"Rifle-fire! Out on the veld over yonder." McFadyen's towel waved North. "Do ye hear it?"
"Ay, do I! First bluid has been drawn. And to which side?"
Boom!...
The Hospital quivered to its foundations at the tremendous detonation. Shattered glass fell in showers of fragments from the roof of the operating-theatre, as the force of the explosion passed beneath the buildings in a surging of the ground on which they stood, a slow wave rolling southwards, without a backward draw.

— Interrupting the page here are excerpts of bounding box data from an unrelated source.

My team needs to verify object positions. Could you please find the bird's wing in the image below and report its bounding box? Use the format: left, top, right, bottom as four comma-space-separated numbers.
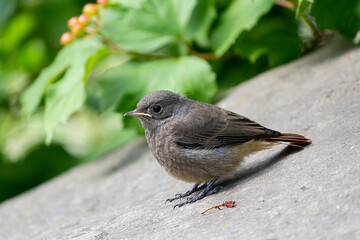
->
173, 103, 281, 148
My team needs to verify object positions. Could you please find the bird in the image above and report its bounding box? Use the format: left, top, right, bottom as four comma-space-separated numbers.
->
124, 90, 311, 207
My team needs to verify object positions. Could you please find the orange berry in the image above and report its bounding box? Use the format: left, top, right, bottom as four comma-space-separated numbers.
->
60, 32, 74, 45
78, 13, 90, 26
83, 3, 98, 16
71, 23, 84, 37
68, 17, 78, 28
96, 0, 109, 7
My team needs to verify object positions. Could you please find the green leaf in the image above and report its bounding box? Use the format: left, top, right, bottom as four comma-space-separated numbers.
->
0, 0, 18, 29
234, 12, 301, 67
211, 0, 274, 57
21, 38, 108, 141
185, 0, 216, 47
311, 0, 360, 39
98, 57, 217, 112
100, 0, 196, 53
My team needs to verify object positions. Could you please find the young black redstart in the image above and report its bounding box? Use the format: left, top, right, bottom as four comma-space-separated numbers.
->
125, 90, 311, 207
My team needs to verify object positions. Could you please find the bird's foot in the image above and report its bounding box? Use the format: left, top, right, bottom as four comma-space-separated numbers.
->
174, 178, 222, 208
165, 184, 207, 203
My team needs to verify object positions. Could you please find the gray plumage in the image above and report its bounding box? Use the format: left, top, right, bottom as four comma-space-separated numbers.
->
125, 90, 310, 206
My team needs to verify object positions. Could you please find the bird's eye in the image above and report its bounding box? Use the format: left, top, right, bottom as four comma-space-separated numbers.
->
153, 105, 162, 113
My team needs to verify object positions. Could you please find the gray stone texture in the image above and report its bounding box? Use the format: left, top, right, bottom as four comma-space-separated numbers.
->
0, 40, 360, 239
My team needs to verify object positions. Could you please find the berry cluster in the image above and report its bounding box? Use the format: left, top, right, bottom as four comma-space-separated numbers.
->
60, 0, 108, 45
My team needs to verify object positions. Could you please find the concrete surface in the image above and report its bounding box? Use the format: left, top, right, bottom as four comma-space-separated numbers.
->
0, 40, 360, 239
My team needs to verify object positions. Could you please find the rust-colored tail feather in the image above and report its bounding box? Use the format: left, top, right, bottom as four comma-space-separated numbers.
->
265, 133, 311, 148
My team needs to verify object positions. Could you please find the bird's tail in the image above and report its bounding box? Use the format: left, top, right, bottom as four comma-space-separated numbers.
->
265, 133, 311, 148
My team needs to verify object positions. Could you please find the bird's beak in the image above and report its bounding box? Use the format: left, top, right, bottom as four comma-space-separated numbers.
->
124, 109, 152, 117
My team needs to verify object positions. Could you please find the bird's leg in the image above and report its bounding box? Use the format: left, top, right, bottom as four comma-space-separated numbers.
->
174, 178, 222, 208
165, 183, 207, 203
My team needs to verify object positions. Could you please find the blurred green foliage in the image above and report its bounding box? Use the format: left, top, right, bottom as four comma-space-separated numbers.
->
0, 0, 360, 201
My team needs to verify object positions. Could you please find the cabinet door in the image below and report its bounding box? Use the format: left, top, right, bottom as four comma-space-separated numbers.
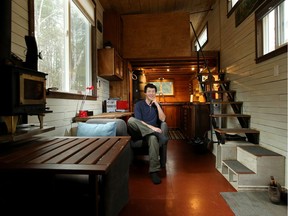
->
162, 105, 180, 128
98, 48, 123, 80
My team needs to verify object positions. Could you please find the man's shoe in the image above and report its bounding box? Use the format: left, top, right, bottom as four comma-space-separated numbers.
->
150, 172, 161, 184
268, 184, 281, 204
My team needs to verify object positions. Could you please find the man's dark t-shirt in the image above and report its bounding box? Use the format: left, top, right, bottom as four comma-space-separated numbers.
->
134, 100, 159, 127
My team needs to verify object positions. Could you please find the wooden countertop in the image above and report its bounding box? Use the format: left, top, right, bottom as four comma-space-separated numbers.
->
72, 112, 133, 122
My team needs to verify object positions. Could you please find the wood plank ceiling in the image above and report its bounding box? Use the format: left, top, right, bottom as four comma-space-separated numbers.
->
99, 0, 216, 73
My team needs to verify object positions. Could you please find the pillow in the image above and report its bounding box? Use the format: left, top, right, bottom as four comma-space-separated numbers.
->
77, 122, 116, 136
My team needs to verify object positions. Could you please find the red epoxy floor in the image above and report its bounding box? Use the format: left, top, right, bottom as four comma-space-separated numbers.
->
119, 140, 236, 216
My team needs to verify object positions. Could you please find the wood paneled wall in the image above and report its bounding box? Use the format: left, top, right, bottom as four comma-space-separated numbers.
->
146, 75, 192, 102
122, 12, 191, 59
203, 0, 288, 167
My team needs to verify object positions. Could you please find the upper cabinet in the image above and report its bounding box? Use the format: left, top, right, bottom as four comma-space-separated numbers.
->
103, 11, 123, 56
98, 48, 123, 80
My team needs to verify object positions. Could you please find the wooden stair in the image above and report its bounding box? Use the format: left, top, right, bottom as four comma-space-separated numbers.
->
197, 57, 285, 191
217, 144, 285, 191
198, 71, 259, 144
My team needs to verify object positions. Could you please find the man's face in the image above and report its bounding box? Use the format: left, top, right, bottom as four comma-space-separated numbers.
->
145, 88, 156, 100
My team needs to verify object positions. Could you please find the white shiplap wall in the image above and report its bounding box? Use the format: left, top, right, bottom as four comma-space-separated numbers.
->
11, 0, 28, 61
201, 0, 288, 186
11, 0, 109, 136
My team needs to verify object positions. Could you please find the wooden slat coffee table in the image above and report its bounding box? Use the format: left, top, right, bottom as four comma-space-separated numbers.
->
0, 136, 130, 215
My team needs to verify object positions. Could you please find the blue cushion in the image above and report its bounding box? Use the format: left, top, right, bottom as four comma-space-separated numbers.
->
77, 122, 116, 136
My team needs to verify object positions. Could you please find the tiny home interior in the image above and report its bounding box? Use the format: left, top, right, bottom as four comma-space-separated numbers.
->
0, 0, 288, 213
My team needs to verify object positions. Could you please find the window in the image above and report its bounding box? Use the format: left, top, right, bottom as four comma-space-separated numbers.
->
227, 0, 239, 13
149, 77, 174, 96
195, 24, 208, 51
256, 0, 288, 63
34, 0, 94, 93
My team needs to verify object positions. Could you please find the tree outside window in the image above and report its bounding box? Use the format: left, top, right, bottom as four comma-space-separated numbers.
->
34, 0, 91, 93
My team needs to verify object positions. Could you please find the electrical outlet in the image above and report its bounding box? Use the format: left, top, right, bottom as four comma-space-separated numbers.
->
274, 65, 279, 76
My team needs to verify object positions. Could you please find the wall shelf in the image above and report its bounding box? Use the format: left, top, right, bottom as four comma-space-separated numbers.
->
0, 126, 55, 143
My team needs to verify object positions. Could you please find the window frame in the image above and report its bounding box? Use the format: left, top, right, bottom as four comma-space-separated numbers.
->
194, 22, 209, 51
227, 0, 241, 17
28, 0, 97, 100
149, 77, 175, 97
255, 0, 287, 64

The lavatory door had jammed, as doors will jam in earthquakes. Saxham tore it open, and the three shirt-sleeved, ensanguined men ran through the theatre, strewn with the débris from the roof, and through the double glazed doors communicating with the passage, populous with patients who should have been in bed, pursued by nurses as pale and shaken as their stampeding charges. The rear of the Hospital faces North, and they ran down a corridor full of dust, ending in more glazed doors, and tore out upon the back stoep, wide and roomy, and full of deck chairs and wicker lounges.
"Do ye see it? Ten thousand salted South African deevils! Do ye no' see it?" the Surgeon-Major yelled, pointing to a monstrous milk-white soap-bubble-shaped cloud that slowly rose up in the hot blue sky to the North and hung there, sullenly brooding.
"What is it, Major?" shouted Saxham, for behind them the Hospital was full of clamour. Nurses and dressers were running out into the grounds to listen and question and conjecture, the barely reclaimed veld beyond the palings was black with hurrying, shouting men, bandoliered, and carrying guns of every kind and calibre, from the venerable gaspipe of the native and the aged but still useful Martini-Henry of the citizen, to the Lee-Metford repeating-carbine, and the German magazine rifle of latest delivery to the troops of Imperial Majesty at Berlin. Men were clustered like bees on the flat tin roofs of the sheds at the Railway Works; men had climbed the signal-posts and were looking out from them over the sea of veld; the Volunteers garrisoning the Cemetery had poured from their temporary huts and dug-out shelters, and were massed on the top of their sand-bag mounds. A fair, handsome Staff officer, the younger of the two men who had accompanied the Colonel, went by at a tearing gallop, mounted on a fine grey charger, and followed by an orderly, while the pot-hat and truncheon of a scared native constable emerged timidly from the gaping jaws of a rusty water-cistern, long dismissed from Hospital use, and exiled to the open with other rubbish waiting transference to the scrap-heap; and far out upon the railway-line that vanished in the yellowing sea of veld an unseen engine screeched and screeched....
The Chief, in his pet post of vantage upon the roof of Nixey's Hotel, lowered his binoculars as the persistent whistle kept open. The lines about his keen eyes and mouth curved into a cheerful smile. The sound was coming nearer, and presently Engine 123 backed into view, a mile or so from waiting, expectant Gueldersdorp, and snorting, raced at full speed for her home in the railway-yard. Her driver was the young Irishman from the County Kildare, and her guard hailed from Shoreditch. And both of them had a tale to tell of what Taggart had called the Colonel's double surprise-packet, to a tall man whom they found waiting on the metals by the upper Signal Cabin.
"Six mile from the start, sorra a yard more or less, sorr! I sees a comp'ny o' thim divils mustered on the bog, I mane the veld, sorr—smokin' their pipes an' passin' the bottle, an' givin' the overlook to a gang av odthers, that was rippin' up the rails undher the directions av a head-gaffer wid a hat brim like me granny's tay-thray, an' a beard like the Prophet Moses."
"I sor 'is whoppin' big 'at myself, though we was two mile off when we picked the beggars out," the guard objected; "but 'ow could you twig 'is beard or that the other blokes was smokin'?"